Well, it turns out there’s one very compelling thing that could lure Gerard back to his ancestral home, and that would be a letter from his bailiff, Miles Kenway, informing Gerard that his bastard child has just shown up looking for his father after his mother’s death.
Miles isn’t particularly fond of the abbey’s master. He’s heard the rumors and the outright truths about Gerard’s exploits, not to mention experiencing firsthand Gerard’s apathy toward anything that even remotely resembles the estate’s business and upkeep. His opinion of Gerard couldn’t be much lower, and Miles doesn’t hesitate to let his master know where he’s lacking, in spite of the fact it may cost him his position. For Miles, what’s most important is to get Gerard to the abbey to take over the managing of not only the estate but his son as well.
Young Ipsial Gerard is little more than a feral child who’s been forced to live hand-to-mouth his entire life, caring for his mother in whatever way he could, which usually involved a lot of thievery and very little in the way of mothering. A firm hand and a father’s guidance is what the boy needs, and Miles means to ensure Gerard upholds his end of the bargain.
The Gentleman’s Keeper is a Victorian era romance constructed around the building of a family, both in those to whom you want to belong and those you want so much to belong to you. As Miles and Gerard work together to pull Ipsial into some semblance of civility, one bribe at a time, they also grow to love each other despite some of their misperceptions of each other in the beginning.

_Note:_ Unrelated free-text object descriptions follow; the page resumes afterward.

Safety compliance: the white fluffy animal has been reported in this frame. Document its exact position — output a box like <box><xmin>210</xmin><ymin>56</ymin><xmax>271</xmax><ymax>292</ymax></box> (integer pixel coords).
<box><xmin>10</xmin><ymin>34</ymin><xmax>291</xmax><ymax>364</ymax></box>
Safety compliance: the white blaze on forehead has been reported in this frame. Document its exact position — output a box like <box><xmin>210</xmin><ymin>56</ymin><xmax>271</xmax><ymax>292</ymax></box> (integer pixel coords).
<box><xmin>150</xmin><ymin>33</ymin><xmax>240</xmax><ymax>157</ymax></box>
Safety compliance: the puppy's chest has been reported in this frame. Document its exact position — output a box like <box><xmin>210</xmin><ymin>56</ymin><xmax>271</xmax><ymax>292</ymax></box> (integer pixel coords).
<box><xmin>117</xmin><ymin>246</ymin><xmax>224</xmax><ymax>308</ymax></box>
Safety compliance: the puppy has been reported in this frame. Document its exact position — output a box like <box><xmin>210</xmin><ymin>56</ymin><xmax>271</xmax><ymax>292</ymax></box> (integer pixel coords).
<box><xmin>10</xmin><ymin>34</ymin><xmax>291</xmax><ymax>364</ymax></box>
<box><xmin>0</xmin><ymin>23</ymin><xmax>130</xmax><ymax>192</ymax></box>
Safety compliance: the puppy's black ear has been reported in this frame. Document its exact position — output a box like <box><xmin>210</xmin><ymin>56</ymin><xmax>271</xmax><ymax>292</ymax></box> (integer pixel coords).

There are a few things to like about this book—the storytelling is briskly paced and the language is spot-on, immersing the reader into the thick of the historical setting. I grew to like Gerard and Miles and loved the way they found a common bond beyond their attraction to each other, wrapped up in a boy who they both cared very much for.
There was, of course, an antagonist in the story, as well, one who felt a little underutilized and too easily overcome, but he served his purpose in helping the story move toward its happy ending. The one thing, however, that kept me from truly loving this book, even with its strengths, was the development of the relationships between Gerard and Miles, Gerard and Ispial, and Miles and Ispial. I try not to dwell so much on the show vs. tell argument, but there are times that it’s just critical to the building of believable relationships for me, and I felt there was some show-me missing from this story that, in the end, made it a pleasant read, a very heartwarming tale, but didn’t set me over the edge into a place where I was emotionally invested in the relationship between Gerard and Miles as much as I was glad that Ipsial had finally found a home.